The field of artificial intelligence (AI) is finally yielding valuable smart devices and applications that do more than win games against human champions. According to a report from the Frederick S. Pardee Center for International Futures at the University of Denver, the products of AI are changing the competitive landscape in several industry sectors and are poised to upend operations in many business functions.
So, what do managers need to know about AI?
and the Boston Consulting Group have joined forces to find out. Our new research initiative, Artificial Intelligence & Business Strategy, explores the most important business opportunities and challenges from AI.

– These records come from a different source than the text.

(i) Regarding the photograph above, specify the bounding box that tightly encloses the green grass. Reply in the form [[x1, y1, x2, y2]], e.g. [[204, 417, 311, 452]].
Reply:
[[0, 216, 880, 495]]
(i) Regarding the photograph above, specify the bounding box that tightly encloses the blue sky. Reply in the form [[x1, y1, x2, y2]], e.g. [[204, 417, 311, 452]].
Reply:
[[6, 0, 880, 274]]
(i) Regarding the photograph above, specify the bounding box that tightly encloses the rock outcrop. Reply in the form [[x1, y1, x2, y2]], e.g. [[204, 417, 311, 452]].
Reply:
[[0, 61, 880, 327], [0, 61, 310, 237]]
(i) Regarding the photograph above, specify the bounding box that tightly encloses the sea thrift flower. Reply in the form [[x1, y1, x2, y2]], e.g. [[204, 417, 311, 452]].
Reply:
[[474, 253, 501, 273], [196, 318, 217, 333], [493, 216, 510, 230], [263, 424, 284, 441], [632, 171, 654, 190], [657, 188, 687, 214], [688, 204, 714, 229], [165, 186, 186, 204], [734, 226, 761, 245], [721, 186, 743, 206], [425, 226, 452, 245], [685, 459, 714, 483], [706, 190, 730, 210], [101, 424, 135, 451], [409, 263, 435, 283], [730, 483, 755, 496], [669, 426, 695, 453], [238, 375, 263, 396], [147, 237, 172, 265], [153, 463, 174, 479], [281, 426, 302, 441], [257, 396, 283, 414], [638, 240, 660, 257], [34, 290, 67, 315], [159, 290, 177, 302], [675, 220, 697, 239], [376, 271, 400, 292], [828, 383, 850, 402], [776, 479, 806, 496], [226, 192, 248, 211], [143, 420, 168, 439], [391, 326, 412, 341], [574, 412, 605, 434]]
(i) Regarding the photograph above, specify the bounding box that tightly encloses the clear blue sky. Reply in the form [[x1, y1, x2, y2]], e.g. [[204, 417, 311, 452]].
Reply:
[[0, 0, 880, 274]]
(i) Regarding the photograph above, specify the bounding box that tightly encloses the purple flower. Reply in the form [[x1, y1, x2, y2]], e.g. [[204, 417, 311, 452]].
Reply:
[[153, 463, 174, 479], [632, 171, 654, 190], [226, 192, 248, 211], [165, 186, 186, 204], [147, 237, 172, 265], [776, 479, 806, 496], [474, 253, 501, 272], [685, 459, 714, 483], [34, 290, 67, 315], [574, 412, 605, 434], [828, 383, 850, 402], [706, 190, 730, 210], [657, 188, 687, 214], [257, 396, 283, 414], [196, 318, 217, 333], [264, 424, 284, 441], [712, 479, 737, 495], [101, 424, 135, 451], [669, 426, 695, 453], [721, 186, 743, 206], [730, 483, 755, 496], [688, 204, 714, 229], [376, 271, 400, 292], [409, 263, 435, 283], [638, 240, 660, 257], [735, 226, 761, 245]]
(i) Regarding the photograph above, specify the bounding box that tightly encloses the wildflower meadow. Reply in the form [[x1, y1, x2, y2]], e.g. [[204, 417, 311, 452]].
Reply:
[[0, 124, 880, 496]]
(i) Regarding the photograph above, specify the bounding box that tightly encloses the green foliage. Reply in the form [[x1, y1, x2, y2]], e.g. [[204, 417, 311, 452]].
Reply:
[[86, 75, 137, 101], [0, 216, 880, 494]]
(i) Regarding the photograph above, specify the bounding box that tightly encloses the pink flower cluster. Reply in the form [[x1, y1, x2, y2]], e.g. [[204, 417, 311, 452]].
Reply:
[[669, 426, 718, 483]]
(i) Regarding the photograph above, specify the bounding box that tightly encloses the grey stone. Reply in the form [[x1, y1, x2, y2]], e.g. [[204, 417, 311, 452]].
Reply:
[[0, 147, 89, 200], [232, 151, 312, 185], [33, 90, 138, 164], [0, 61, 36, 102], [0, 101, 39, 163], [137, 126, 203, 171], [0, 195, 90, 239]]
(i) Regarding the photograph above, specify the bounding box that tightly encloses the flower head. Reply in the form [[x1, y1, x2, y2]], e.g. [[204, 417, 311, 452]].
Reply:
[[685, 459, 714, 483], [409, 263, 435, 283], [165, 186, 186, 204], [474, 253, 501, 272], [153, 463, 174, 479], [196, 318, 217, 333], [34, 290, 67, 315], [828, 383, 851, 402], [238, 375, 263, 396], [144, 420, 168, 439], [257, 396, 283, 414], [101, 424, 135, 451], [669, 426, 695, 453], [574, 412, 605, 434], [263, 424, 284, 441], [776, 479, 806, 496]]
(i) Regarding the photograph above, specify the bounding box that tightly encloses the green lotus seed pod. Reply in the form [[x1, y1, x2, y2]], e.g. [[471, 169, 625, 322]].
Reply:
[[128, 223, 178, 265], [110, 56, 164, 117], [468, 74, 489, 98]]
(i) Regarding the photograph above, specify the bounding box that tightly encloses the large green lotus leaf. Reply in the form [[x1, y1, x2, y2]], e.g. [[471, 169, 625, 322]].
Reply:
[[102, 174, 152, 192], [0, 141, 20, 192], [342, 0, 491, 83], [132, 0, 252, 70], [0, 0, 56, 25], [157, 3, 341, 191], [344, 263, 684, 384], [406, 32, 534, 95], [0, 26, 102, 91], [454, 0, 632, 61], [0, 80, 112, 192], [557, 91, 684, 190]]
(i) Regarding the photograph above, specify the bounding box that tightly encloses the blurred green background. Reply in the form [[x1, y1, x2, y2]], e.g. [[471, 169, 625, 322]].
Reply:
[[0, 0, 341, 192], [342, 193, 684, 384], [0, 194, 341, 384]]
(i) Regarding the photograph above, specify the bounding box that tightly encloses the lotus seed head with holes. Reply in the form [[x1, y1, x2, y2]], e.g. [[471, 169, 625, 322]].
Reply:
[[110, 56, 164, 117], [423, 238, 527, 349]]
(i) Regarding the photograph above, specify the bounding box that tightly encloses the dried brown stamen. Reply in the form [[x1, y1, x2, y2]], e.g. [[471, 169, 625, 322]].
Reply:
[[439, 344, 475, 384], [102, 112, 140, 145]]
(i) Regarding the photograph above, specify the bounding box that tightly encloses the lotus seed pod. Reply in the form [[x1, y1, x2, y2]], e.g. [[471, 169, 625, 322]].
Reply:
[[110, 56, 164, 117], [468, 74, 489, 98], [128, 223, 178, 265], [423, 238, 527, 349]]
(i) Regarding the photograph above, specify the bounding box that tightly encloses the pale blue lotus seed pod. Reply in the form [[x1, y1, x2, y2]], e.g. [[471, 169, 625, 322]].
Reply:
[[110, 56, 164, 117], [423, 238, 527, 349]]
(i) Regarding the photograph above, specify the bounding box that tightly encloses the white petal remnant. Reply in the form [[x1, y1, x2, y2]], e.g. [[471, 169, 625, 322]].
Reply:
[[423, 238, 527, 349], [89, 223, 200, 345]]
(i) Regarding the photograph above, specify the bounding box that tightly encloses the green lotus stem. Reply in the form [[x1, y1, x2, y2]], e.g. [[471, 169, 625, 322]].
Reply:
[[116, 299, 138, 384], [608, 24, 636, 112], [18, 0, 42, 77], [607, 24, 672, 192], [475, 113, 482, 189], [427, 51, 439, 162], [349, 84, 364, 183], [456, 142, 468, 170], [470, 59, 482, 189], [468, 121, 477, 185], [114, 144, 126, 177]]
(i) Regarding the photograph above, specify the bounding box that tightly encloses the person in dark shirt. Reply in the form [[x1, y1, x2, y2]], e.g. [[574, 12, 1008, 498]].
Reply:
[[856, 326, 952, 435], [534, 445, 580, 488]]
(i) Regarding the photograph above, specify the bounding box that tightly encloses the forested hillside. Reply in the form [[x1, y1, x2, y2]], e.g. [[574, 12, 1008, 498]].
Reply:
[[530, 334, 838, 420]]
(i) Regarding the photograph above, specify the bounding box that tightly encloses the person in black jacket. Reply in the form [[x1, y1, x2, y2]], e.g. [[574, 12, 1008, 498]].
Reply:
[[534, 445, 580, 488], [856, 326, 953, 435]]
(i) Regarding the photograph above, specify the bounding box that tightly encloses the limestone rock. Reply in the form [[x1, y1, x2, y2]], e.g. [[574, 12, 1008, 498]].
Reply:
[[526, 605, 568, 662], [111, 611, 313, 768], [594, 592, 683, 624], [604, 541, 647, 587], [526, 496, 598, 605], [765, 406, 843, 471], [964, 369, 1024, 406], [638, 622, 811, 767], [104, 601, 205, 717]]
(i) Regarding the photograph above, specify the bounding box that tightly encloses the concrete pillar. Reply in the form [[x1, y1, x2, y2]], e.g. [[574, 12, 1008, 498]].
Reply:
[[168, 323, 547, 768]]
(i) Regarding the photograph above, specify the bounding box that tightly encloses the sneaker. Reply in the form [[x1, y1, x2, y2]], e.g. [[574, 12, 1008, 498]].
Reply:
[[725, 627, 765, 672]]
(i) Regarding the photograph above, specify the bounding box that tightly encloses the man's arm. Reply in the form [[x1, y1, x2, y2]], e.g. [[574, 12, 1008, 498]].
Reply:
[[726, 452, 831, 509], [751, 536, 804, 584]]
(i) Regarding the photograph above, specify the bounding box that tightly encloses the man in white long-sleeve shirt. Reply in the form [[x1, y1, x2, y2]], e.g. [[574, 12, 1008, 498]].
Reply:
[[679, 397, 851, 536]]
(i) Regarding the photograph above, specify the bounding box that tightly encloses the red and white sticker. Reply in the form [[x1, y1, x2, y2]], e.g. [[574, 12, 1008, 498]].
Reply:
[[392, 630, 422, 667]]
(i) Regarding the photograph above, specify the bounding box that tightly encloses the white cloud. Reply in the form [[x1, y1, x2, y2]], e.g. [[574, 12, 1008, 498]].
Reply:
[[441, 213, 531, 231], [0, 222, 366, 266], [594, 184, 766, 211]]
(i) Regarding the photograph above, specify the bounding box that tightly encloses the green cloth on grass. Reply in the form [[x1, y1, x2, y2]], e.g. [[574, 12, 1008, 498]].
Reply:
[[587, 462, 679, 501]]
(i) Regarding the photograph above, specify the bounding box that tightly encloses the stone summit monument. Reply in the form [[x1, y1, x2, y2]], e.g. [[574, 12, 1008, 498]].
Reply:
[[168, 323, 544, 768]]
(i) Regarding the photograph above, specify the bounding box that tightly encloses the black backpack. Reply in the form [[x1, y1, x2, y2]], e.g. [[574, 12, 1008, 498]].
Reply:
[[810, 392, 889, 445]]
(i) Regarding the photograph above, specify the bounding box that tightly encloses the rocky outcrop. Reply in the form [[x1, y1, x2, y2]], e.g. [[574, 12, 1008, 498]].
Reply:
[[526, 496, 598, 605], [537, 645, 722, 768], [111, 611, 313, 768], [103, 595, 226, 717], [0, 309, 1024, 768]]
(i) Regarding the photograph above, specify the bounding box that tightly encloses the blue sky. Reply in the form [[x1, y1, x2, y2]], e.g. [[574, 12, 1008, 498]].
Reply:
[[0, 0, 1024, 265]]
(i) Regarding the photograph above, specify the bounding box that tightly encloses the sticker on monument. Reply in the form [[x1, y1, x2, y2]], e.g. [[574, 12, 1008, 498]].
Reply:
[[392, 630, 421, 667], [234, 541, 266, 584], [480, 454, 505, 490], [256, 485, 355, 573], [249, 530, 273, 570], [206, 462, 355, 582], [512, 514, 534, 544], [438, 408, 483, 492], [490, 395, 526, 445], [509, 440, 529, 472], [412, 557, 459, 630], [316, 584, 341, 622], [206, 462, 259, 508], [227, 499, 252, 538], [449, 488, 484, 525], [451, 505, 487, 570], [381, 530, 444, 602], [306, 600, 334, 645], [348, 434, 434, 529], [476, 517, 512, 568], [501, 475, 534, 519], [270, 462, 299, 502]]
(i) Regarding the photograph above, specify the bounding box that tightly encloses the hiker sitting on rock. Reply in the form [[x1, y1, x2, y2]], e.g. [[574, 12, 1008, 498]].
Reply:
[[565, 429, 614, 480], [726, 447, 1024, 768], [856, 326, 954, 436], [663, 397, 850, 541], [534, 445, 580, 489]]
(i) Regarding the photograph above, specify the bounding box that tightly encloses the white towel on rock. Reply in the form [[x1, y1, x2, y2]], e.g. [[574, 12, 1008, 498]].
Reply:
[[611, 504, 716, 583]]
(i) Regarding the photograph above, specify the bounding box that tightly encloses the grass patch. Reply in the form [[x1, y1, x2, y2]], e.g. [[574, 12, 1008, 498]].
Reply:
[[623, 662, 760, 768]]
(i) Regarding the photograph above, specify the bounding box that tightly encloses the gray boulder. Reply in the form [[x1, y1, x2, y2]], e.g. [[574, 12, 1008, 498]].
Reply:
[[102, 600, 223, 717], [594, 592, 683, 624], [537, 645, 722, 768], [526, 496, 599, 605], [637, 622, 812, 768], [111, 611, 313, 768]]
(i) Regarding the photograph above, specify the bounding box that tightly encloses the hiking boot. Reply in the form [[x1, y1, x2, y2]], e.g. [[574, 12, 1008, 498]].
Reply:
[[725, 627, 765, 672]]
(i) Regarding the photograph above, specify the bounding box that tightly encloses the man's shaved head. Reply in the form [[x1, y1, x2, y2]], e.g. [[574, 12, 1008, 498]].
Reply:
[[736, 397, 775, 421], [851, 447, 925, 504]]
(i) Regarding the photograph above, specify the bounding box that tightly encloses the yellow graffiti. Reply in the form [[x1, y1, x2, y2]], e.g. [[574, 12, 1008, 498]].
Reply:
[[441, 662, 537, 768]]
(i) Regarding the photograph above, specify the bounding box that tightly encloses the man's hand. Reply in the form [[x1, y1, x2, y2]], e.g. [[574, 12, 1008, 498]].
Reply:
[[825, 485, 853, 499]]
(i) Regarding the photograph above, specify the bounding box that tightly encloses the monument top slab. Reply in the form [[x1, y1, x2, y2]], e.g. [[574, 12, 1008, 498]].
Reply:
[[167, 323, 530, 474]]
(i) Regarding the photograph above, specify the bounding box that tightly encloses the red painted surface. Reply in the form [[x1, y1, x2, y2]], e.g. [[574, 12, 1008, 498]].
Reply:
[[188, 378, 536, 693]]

Artificial intelligence covers a diverse set of abilities, much like Howard Gardner’s breakdown of human intelligence into multiple intelligences. These abilities include deep learning, reinforcement learning, robotics, computer vision, and natural language processing. The first report from Stanford’s One Hundred Year Study on Artificial Intelligence — “Artificial Intelligence and Life in 2030” — lists 11 applications of AI altogether. Each of these represents narrow AI, which is defined as a machine-based system designed to address a specific problem (such as playing Go or chess) by refining its own solution using rules and approaches not specifically programmed by its maker.
More general AI refers to a system that can solve many types of problems on its own and is self-aware. No such general AI system currently exists (at least none have made it into public view). Two reports — the White House Office of Science and Technology Policy’s 2016 report called “Preparing for the Future of Artificial Intelligence” and the Stanford paper mentioned earlier — offer more detail on the various types of narrow AI.
In a forthcoming article, slated to be published in February 2017, Ajay Agrawal, Joshua Gans, and Avi Goldfarb provide a managerial perspective of AI and argue that the business value of AI consists of its ability to lower the cost of prediction, just as computers lowered the cost of arithmetic. They note that when looking to assess the impact of radical technological change, one should determine which task’s cost it is reducing. For AI, they argue, that task is prediction, or the ability to take the information you have and generate information you don’t have.
From this perspective, the current wave of AI technologies is enhancing managers’ ability to make predictions (such as identifying which job candidates will be most successful), and that the most valuable worker skills will continue to involve judgment (such as mentoring, providing emotional support, and taking ethical positions). Humans have more advanced judgment skills than computers, a state of affairs that will continue into the near future. One implication: Managerial skill sets will need to adjust as prediction tasks are given over to computers. More generally, the implications of this trend will have an impact far beyond individual skill sets.
AI is already having an effect on the composition and deployment of workforces in a variety of industries. In their forthcoming article, Agrawal and colleagues point out that at the start of the 21st century, the set of recognized prediction problems were classic statistical questions, such as inventory management and demand forecasting, but over the last 10 years, researchers have learned that image recognition, driving, and translation may also be framed as prediction problems.